PS I forgot the case of hyphenated names after marriage where
typically (but not always exclusively) the bride may append to
their maiden name a hyphen (-) plus the groom's surname.

We do store  first and last in different fields. We don't
store admonitions (?term) in separate fields. The problem is
if the user types "de Groot" how is the machine to know
whether "de" is the first name or just a particle. Yes, this
can be partially solved by a lookup on known particles.

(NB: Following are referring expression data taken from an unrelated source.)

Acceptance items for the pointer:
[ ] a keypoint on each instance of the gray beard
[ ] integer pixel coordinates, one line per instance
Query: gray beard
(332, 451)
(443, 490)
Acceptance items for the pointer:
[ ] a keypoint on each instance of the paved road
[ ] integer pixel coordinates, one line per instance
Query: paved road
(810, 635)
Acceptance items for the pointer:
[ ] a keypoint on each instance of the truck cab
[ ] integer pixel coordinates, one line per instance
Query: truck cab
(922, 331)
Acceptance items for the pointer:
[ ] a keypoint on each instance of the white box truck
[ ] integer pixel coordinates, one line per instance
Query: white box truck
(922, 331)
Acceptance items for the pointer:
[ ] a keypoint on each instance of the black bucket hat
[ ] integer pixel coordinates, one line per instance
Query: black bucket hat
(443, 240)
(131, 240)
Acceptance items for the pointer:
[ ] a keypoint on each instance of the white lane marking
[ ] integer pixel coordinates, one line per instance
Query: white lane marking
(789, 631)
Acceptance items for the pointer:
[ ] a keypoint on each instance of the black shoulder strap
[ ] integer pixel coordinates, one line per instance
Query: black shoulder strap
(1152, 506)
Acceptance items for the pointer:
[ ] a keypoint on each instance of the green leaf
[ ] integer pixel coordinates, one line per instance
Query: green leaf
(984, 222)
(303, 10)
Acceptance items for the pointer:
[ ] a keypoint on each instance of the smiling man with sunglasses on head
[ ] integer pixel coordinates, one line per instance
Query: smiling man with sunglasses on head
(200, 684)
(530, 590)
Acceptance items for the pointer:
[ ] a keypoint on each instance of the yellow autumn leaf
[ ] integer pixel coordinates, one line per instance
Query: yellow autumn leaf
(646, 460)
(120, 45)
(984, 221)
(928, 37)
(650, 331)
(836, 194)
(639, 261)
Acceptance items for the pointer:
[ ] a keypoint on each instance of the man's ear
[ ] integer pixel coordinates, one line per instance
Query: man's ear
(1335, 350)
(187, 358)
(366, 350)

I could not find the term "admonition" in relation to naming.
In Dutch, "van" forms part of  toponymal (location-based) naming
"de" can relate to a physical attribute
(though in french could mean "from")

of possible interest:
- http://en.wikipedia.org/wiki/Personal_name
- patronymics http://en.wikipedia.org/wiki/Patronymic
- dutch name origins http://home.earthlink.net/~gverver/dnc.htm
- what is a name? http://www.jimwegryn.com/names/What%20is%20a%20name.htm

In fact, your thoughts on how agency tend to force their wrong
spelling of names on people brought me to include, say ΓΌ -> u
mappings ...
...
 > > > - disregard accents (plain letters would need to be substituted for
 >> accented ones)
 >yes
 regex?
yes.

Must you "do" such mapping, or is it built into regex, and is regex built into
Postgres, or does it come from some other library?